Everything seemed to be working fine for the next eight hours - until an unusually high number of HTTP 503 errors popped up . We launched a new incident response channel, and the web application engineer on duty manually increased the web application fleet as an initial mitigation. Oddly enough, it didn't help at all. We noticed very quickly that some of the web application instances were under heavy load, while the rest were not. Numerous studies have begun investigating both web application performance and load balancing. After a few minutes, we identified the problem.



Behind the Layer 4 load balancer is a set of HAProxy instances to distribute requests to the web application tier. We use Consul for service discovery and a consul-template for rendering lists of healthy web application backends to which HAProxy should route requests.
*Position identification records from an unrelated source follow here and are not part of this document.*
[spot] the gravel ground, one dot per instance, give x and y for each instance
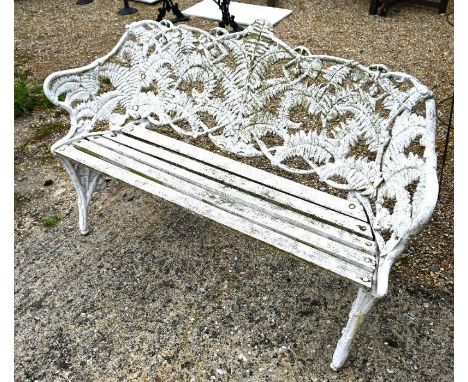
(156, 293)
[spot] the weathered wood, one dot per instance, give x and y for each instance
(207, 208)
(318, 213)
(309, 194)
(260, 211)
(369, 138)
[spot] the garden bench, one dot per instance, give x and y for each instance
(158, 111)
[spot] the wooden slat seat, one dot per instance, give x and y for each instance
(364, 131)
(298, 219)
Fig. 1. A high-level view of the Slack load balancing architecture



However, we do not render the list of web application hosts directly from the HAProxy configuration file, because updating the list in this case requires a reboot of HAProxy. The HAProxy reboot process involves creating a completely new process, while keeping the old one until it finishes processing current requests. Very frequent reboots can lead to too many HAProxy processes running and poor performance. This limitation conflicts with the goal of automatically scaling the web application tier, which is to bring new instances into production as quickly as possible. Therefore, we are using the HAProxy Runtime APIto manage the state of the HAProxy server without rebooting every time the web tier server comes in or out. It's worth noting that HAProxy can integrate with the Consul DNS interface, but this adds lag due to the DNS TTL, limits the ability to use Consul tags, and managing very large DNS responses often leads to painful edge situations and errors.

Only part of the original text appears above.